Reading pointers from another thread in C++

Question

In the code below, the value of x in thread 2 will always be 10, because of the atomic thread fences.

int x;
atomic<bool> b(false);

// thread 1:
x = 10;
atomic_thread_fence(memory_order_release);
b = true;

// thread 2:
while(!b){}
atomic_thread_fence(memory_order_acquire);
assert(x == 10); // x will always be 10

But in the following code, will *x always be 10 in thread 2?

int* x = new int;
atomic<bool> b(false);

// thread 1:
*x = 10;
atomic_thread_fence(memory_order_release);
b = true;

// thread 2:
while(!b){}
atomic_thread_fence(memory_order_acquire);
assert(*x == 10); // will *x always be 10?

Answer 1

In both cases you get 10, there is no difference here whether the store is done directly or through a pointer.

You do not need the memory fence here because b = true is essentially b.store(true, std::memory_order_seq_cst) - an acquire-release with a fence.
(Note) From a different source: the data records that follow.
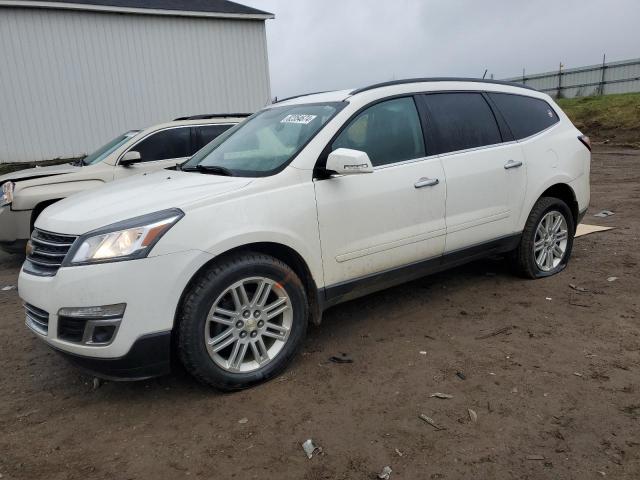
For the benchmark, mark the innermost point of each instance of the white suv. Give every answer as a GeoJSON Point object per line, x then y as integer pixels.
{"type": "Point", "coordinates": [310, 202]}
{"type": "Point", "coordinates": [26, 193]}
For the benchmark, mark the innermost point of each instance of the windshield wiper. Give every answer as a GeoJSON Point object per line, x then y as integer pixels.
{"type": "Point", "coordinates": [214, 169]}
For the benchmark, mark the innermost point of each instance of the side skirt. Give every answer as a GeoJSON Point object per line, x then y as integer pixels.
{"type": "Point", "coordinates": [344, 291]}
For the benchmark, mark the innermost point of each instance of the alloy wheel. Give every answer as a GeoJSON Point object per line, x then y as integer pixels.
{"type": "Point", "coordinates": [550, 242]}
{"type": "Point", "coordinates": [248, 324]}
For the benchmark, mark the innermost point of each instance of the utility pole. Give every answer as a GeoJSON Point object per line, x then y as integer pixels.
{"type": "Point", "coordinates": [559, 94]}
{"type": "Point", "coordinates": [604, 67]}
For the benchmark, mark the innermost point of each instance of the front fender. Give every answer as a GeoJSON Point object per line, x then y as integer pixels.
{"type": "Point", "coordinates": [29, 196]}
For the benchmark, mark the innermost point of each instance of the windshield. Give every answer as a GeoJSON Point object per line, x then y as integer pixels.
{"type": "Point", "coordinates": [106, 149]}
{"type": "Point", "coordinates": [264, 143]}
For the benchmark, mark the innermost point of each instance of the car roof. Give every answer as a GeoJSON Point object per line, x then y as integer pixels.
{"type": "Point", "coordinates": [427, 84]}
{"type": "Point", "coordinates": [181, 123]}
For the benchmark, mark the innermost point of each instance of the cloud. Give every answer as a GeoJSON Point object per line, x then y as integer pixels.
{"type": "Point", "coordinates": [330, 44]}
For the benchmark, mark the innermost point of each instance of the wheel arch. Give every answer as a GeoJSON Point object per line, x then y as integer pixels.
{"type": "Point", "coordinates": [277, 250]}
{"type": "Point", "coordinates": [557, 188]}
{"type": "Point", "coordinates": [565, 193]}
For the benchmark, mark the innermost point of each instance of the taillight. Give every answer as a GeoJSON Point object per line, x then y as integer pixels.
{"type": "Point", "coordinates": [585, 141]}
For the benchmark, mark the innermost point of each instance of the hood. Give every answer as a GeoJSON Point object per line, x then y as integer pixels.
{"type": "Point", "coordinates": [132, 197]}
{"type": "Point", "coordinates": [39, 172]}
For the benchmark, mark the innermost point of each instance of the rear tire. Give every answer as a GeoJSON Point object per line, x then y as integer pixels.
{"type": "Point", "coordinates": [242, 322]}
{"type": "Point", "coordinates": [547, 240]}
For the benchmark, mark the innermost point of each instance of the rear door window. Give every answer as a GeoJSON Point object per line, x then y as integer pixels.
{"type": "Point", "coordinates": [166, 144]}
{"type": "Point", "coordinates": [388, 131]}
{"type": "Point", "coordinates": [526, 116]}
{"type": "Point", "coordinates": [461, 121]}
{"type": "Point", "coordinates": [207, 133]}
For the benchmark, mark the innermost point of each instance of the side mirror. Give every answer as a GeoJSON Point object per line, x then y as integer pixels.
{"type": "Point", "coordinates": [130, 158]}
{"type": "Point", "coordinates": [345, 161]}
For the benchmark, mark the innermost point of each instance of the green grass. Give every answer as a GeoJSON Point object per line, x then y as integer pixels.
{"type": "Point", "coordinates": [613, 119]}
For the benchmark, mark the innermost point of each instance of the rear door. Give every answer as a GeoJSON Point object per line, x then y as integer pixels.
{"type": "Point", "coordinates": [485, 170]}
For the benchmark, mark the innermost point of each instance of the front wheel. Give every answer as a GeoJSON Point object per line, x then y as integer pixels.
{"type": "Point", "coordinates": [242, 322]}
{"type": "Point", "coordinates": [547, 239]}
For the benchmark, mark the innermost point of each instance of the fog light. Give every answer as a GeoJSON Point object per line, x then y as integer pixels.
{"type": "Point", "coordinates": [103, 333]}
{"type": "Point", "coordinates": [91, 326]}
{"type": "Point", "coordinates": [101, 312]}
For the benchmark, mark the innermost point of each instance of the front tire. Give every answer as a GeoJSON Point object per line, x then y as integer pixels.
{"type": "Point", "coordinates": [242, 322]}
{"type": "Point", "coordinates": [547, 239]}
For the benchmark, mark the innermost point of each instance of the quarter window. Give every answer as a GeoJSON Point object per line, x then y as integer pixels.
{"type": "Point", "coordinates": [207, 133]}
{"type": "Point", "coordinates": [166, 144]}
{"type": "Point", "coordinates": [525, 115]}
{"type": "Point", "coordinates": [388, 131]}
{"type": "Point", "coordinates": [461, 121]}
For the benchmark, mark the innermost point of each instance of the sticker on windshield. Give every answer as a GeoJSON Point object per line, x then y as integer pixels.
{"type": "Point", "coordinates": [303, 119]}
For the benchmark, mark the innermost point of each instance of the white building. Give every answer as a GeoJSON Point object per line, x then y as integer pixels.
{"type": "Point", "coordinates": [74, 74]}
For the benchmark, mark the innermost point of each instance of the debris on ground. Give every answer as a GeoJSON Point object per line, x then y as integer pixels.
{"type": "Point", "coordinates": [495, 332]}
{"type": "Point", "coordinates": [578, 289]}
{"type": "Point", "coordinates": [441, 395]}
{"type": "Point", "coordinates": [535, 457]}
{"type": "Point", "coordinates": [431, 422]}
{"type": "Point", "coordinates": [584, 229]}
{"type": "Point", "coordinates": [604, 214]}
{"type": "Point", "coordinates": [310, 448]}
{"type": "Point", "coordinates": [385, 474]}
{"type": "Point", "coordinates": [343, 358]}
{"type": "Point", "coordinates": [473, 416]}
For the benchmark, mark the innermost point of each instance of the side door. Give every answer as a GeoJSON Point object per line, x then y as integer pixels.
{"type": "Point", "coordinates": [159, 150]}
{"type": "Point", "coordinates": [374, 222]}
{"type": "Point", "coordinates": [485, 169]}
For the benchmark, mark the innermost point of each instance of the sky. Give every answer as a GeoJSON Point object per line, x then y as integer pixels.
{"type": "Point", "coordinates": [317, 45]}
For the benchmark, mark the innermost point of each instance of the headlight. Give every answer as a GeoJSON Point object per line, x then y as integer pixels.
{"type": "Point", "coordinates": [124, 240]}
{"type": "Point", "coordinates": [7, 194]}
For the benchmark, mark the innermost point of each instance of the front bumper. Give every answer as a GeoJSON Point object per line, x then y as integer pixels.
{"type": "Point", "coordinates": [150, 356]}
{"type": "Point", "coordinates": [150, 287]}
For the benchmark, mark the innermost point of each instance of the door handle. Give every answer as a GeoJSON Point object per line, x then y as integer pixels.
{"type": "Point", "coordinates": [426, 182]}
{"type": "Point", "coordinates": [512, 164]}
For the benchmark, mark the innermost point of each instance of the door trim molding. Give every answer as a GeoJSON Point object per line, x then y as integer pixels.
{"type": "Point", "coordinates": [343, 257]}
{"type": "Point", "coordinates": [358, 287]}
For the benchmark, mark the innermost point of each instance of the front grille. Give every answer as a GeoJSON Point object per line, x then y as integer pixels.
{"type": "Point", "coordinates": [71, 329]}
{"type": "Point", "coordinates": [37, 319]}
{"type": "Point", "coordinates": [46, 252]}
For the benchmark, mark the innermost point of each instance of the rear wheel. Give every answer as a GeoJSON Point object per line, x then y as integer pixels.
{"type": "Point", "coordinates": [547, 239]}
{"type": "Point", "coordinates": [242, 322]}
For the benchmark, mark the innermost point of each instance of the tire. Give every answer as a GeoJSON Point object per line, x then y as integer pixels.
{"type": "Point", "coordinates": [528, 259]}
{"type": "Point", "coordinates": [264, 335]}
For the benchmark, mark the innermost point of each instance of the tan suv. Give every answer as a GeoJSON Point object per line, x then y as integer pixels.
{"type": "Point", "coordinates": [26, 193]}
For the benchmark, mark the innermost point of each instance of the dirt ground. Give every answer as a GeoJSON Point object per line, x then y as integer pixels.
{"type": "Point", "coordinates": [557, 395]}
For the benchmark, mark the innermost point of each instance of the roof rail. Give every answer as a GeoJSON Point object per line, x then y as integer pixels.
{"type": "Point", "coordinates": [301, 95]}
{"type": "Point", "coordinates": [206, 116]}
{"type": "Point", "coordinates": [439, 79]}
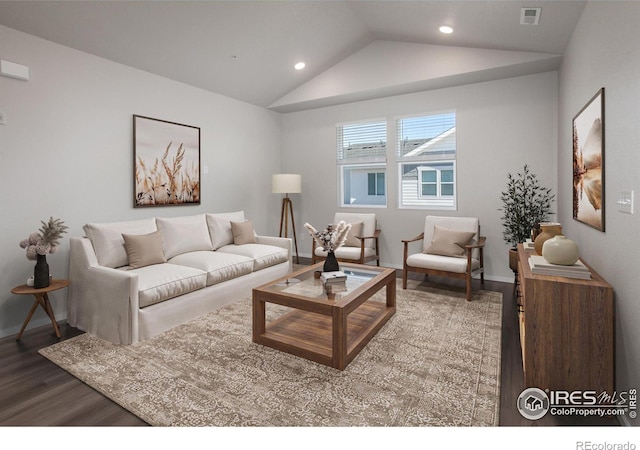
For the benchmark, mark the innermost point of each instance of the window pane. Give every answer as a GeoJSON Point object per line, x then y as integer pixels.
{"type": "Point", "coordinates": [446, 176]}
{"type": "Point", "coordinates": [371, 184]}
{"type": "Point", "coordinates": [421, 186]}
{"type": "Point", "coordinates": [362, 141]}
{"type": "Point", "coordinates": [359, 184]}
{"type": "Point", "coordinates": [429, 189]}
{"type": "Point", "coordinates": [380, 184]}
{"type": "Point", "coordinates": [427, 136]}
{"type": "Point", "coordinates": [429, 176]}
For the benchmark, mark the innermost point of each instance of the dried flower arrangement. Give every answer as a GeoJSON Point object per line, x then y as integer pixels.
{"type": "Point", "coordinates": [46, 241]}
{"type": "Point", "coordinates": [332, 237]}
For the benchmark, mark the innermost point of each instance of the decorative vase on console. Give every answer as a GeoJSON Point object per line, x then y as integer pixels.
{"type": "Point", "coordinates": [560, 250]}
{"type": "Point", "coordinates": [548, 230]}
{"type": "Point", "coordinates": [37, 245]}
{"type": "Point", "coordinates": [41, 273]}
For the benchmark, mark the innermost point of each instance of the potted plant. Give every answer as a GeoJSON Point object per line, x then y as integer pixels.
{"type": "Point", "coordinates": [525, 204]}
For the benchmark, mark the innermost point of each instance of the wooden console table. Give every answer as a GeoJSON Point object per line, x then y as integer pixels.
{"type": "Point", "coordinates": [42, 299]}
{"type": "Point", "coordinates": [566, 330]}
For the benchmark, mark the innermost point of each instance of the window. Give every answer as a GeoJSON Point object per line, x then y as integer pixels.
{"type": "Point", "coordinates": [376, 183]}
{"type": "Point", "coordinates": [362, 158]}
{"type": "Point", "coordinates": [426, 158]}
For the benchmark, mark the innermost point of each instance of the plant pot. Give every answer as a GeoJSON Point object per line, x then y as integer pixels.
{"type": "Point", "coordinates": [41, 273]}
{"type": "Point", "coordinates": [560, 250]}
{"type": "Point", "coordinates": [331, 263]}
{"type": "Point", "coordinates": [549, 230]}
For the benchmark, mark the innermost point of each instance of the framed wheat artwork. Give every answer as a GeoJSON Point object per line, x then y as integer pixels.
{"type": "Point", "coordinates": [166, 163]}
{"type": "Point", "coordinates": [588, 163]}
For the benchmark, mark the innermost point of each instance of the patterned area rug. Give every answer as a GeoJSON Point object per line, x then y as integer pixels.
{"type": "Point", "coordinates": [435, 363]}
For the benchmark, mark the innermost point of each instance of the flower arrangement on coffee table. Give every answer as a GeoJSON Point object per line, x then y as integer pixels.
{"type": "Point", "coordinates": [330, 239]}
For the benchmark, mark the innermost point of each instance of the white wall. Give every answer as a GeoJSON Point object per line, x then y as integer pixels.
{"type": "Point", "coordinates": [604, 53]}
{"type": "Point", "coordinates": [501, 125]}
{"type": "Point", "coordinates": [67, 152]}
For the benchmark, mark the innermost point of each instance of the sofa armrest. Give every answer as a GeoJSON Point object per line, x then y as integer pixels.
{"type": "Point", "coordinates": [101, 301]}
{"type": "Point", "coordinates": [286, 243]}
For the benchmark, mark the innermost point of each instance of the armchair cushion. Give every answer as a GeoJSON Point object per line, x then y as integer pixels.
{"type": "Point", "coordinates": [443, 263]}
{"type": "Point", "coordinates": [446, 242]}
{"type": "Point", "coordinates": [356, 230]}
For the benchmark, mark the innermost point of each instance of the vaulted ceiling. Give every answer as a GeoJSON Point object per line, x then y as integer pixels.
{"type": "Point", "coordinates": [353, 50]}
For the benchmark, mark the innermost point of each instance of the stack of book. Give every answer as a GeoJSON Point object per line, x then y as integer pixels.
{"type": "Point", "coordinates": [334, 281]}
{"type": "Point", "coordinates": [541, 266]}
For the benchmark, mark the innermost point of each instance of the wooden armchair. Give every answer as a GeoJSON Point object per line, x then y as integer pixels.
{"type": "Point", "coordinates": [442, 237]}
{"type": "Point", "coordinates": [361, 245]}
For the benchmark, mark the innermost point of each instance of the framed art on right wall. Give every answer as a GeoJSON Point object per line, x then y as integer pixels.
{"type": "Point", "coordinates": [588, 163]}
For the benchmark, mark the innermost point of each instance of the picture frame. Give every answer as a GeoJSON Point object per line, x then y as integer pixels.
{"type": "Point", "coordinates": [166, 163]}
{"type": "Point", "coordinates": [588, 163]}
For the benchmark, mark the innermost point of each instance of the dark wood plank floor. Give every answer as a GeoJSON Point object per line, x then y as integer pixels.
{"type": "Point", "coordinates": [36, 392]}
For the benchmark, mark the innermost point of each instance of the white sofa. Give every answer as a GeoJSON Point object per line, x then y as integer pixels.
{"type": "Point", "coordinates": [205, 269]}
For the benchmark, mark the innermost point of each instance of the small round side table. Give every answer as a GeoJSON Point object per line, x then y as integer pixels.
{"type": "Point", "coordinates": [42, 299]}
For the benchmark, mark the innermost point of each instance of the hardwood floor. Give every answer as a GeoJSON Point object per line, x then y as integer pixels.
{"type": "Point", "coordinates": [36, 392]}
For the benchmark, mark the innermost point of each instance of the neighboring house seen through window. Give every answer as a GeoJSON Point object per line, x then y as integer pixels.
{"type": "Point", "coordinates": [362, 159]}
{"type": "Point", "coordinates": [426, 158]}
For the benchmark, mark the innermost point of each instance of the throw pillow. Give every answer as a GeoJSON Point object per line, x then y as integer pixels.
{"type": "Point", "coordinates": [356, 230]}
{"type": "Point", "coordinates": [144, 249]}
{"type": "Point", "coordinates": [243, 233]}
{"type": "Point", "coordinates": [448, 242]}
{"type": "Point", "coordinates": [220, 227]}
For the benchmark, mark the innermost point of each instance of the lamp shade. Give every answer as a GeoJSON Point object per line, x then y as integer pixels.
{"type": "Point", "coordinates": [286, 183]}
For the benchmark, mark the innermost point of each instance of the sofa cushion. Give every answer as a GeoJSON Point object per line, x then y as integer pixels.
{"type": "Point", "coordinates": [160, 282]}
{"type": "Point", "coordinates": [184, 234]}
{"type": "Point", "coordinates": [108, 242]}
{"type": "Point", "coordinates": [144, 249]}
{"type": "Point", "coordinates": [243, 232]}
{"type": "Point", "coordinates": [446, 242]}
{"type": "Point", "coordinates": [218, 266]}
{"type": "Point", "coordinates": [220, 227]}
{"type": "Point", "coordinates": [262, 255]}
Such a memory order prevents the compiler from reordering stores and loads around the operation and makes the preceding stores visible to other threads when this store becomes visible.

If you compare the generated code of these two functions:

#include <atomic>

int x;
std::atomic<bool> b(false);

void f() {
    x = 10;
    std::atomic_thread_fence(std::memory_order_release);
    b = true;
}

void g() {
    x = 10;
    b = true;
}

it is identical:

f():
        movl    $10, x(%rip)
        movb    $1, b(%rip)
        mfence
        ret
g():
        movl    $10, x(%rip)
        movb    $1, b(%rip)
        mfence
        ret

---

In your particular case though, it seems to me that you need no more than std::memory_order_release store to b to make the store to x also visible to other threads, the fence is unnecessary. I.e. b.store(true, std::memory_order_release) is enough here. The consumer code needs to do b.load(std::memory_order_acquire).

Standard mutexes do acquire memory order on lock and release memory order on unlock (this is where terms acquire/release come from), there are no fences involved.

It is very rare that an explicit fence is required, mostly in hardware drivers. In user-space mode code fences are often put because of misunderstanding of C++11 memory model. Fences are the most expensive atomic synchronization mechanism, this is the main reason they are avoided.